# Tank size vs. gph ??



## marscounty (Feb 14, 2003)

I have been do alot of research lately before I build my own filter system. I want to build a diy (do it yourself) canister or wet/dry filter. However in all the pages I have read, I can not find a constant calculation between gph and tank size. I know this can vary greatly depending on the amount of tubing between the filter and your tank. Also the height of the pump compared to your inlets and outlets. But there has to be a way to calculate the gph needed to filter any given tank size with the variables considered. Help!


----------



## Neoplasia (Feb 16, 2003)

Are you looking for just a straight gph/size conversion? If so (and it's for piranhas) simply multiply the size in gallons by a number from 6-10, depending on what your target turnover rate is. For simplicity I'll use 10. You have a 100g tank, so you should aim for about 1000gph of filtration. Or 800 if you wish to have 8 times per hour. Those figures are by no means law, just a guide to help you pick the best filtration system.
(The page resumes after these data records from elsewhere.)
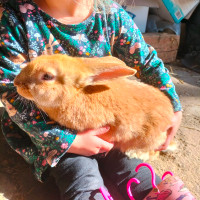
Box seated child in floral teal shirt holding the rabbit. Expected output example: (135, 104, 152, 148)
(0, 0, 182, 200)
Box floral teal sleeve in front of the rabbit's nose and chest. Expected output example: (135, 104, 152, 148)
(0, 11, 76, 169)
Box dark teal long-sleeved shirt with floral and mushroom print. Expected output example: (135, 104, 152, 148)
(0, 0, 181, 181)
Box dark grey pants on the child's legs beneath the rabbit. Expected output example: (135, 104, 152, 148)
(51, 149, 161, 200)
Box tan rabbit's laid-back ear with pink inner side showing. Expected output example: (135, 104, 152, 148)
(78, 56, 137, 86)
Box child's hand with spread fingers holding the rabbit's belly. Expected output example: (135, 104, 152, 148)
(68, 126, 113, 156)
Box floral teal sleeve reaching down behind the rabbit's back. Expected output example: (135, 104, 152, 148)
(113, 5, 181, 111)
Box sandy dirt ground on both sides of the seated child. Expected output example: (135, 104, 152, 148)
(0, 62, 200, 200)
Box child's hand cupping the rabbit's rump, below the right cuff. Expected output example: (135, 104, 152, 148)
(157, 111, 182, 151)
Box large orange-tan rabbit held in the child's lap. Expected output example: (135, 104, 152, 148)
(14, 54, 174, 160)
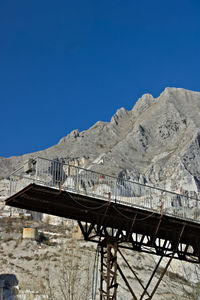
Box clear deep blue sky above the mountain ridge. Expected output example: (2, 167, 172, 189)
(0, 0, 200, 157)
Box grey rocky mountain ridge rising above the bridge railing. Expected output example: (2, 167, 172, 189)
(0, 88, 200, 197)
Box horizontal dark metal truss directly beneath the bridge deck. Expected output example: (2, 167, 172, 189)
(78, 221, 200, 263)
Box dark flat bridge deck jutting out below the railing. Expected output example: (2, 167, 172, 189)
(6, 183, 200, 262)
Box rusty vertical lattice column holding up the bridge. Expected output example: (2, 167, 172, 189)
(100, 242, 118, 300)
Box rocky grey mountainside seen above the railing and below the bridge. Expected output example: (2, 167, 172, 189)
(0, 88, 200, 300)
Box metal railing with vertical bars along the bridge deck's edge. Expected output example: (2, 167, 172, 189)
(10, 157, 200, 222)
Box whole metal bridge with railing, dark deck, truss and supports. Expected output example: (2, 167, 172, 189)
(6, 158, 200, 300)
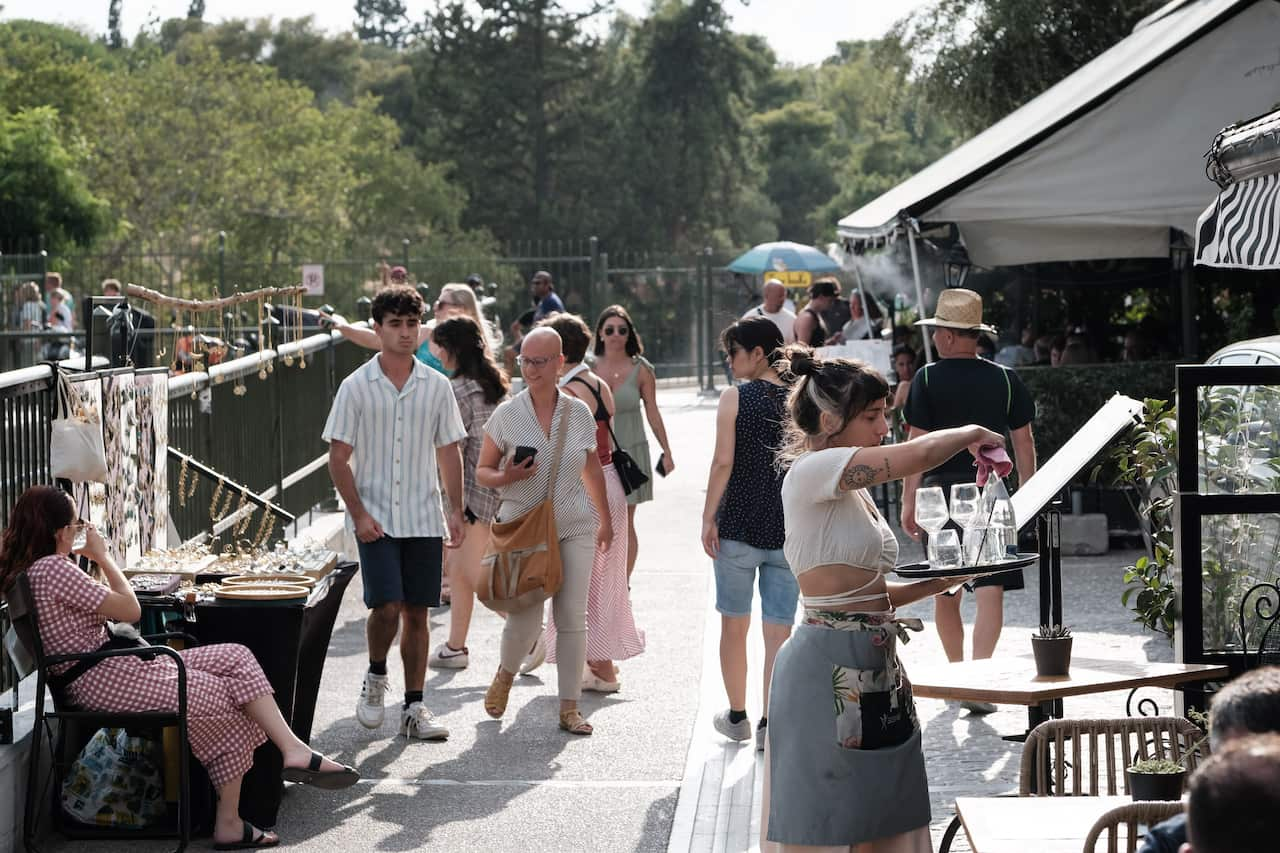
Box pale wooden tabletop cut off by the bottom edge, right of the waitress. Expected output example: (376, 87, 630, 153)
(956, 797, 1133, 853)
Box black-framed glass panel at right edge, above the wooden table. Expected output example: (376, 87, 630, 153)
(1171, 365, 1280, 674)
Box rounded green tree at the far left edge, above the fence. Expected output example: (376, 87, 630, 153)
(0, 106, 106, 251)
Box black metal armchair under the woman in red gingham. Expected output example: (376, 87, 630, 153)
(5, 573, 196, 853)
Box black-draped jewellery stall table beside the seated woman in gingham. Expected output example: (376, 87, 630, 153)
(142, 562, 358, 827)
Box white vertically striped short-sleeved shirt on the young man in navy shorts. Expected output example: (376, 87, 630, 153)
(323, 355, 467, 539)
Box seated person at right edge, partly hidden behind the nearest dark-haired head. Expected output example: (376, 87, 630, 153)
(1138, 666, 1280, 853)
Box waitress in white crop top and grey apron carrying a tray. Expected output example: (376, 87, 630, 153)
(760, 346, 1005, 853)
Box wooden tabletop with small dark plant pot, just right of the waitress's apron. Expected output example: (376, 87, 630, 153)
(906, 654, 1229, 729)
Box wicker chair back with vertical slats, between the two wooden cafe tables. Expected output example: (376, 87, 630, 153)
(1019, 717, 1207, 797)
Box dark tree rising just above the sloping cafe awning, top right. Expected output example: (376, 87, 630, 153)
(896, 0, 1166, 134)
If you're looking for something that factors in other variables then someone else can field that, I don't have any experience with DIY units and complex systems (hello pet store!







). :smile:


----------



## Judazzz (Jan 13, 2003)

I agree with Neo on this one








Personally, I only have used a single canister filter (Eheim 2213), supplimented with two internal filters. Total turnover for me is about 340 gph, and I own a 80 gallon tank (so, that's only about a turnover rate of only 4x, but I seem to get away with it...) I would advise you to go for a higher rate, but it very much depends on the efficiency of the filters (Eheim is said to be very efficient, so when you go with that brand, you might have enough with a lower turnover rate) But remember: better safe than sorry!


----------



## Olson (Feb 15, 2003)

I also try to turn my tanks atleast 8 times a hour but in my Ray tank I turn that over 10 times a hour.With Rays or Piranha I think your target range should be around that(8-10 times) but the rule is around 6 times for most other fish.


----------



## Sir Nathan XXI (Jan 29, 2003)

with wet drys they are much more efficient and tend to do better with slower rates, if you use one try to stay in the 5 to 7 times per hour range with the corrected head height pump rating (manufacturer has table that list gph per foot)


----------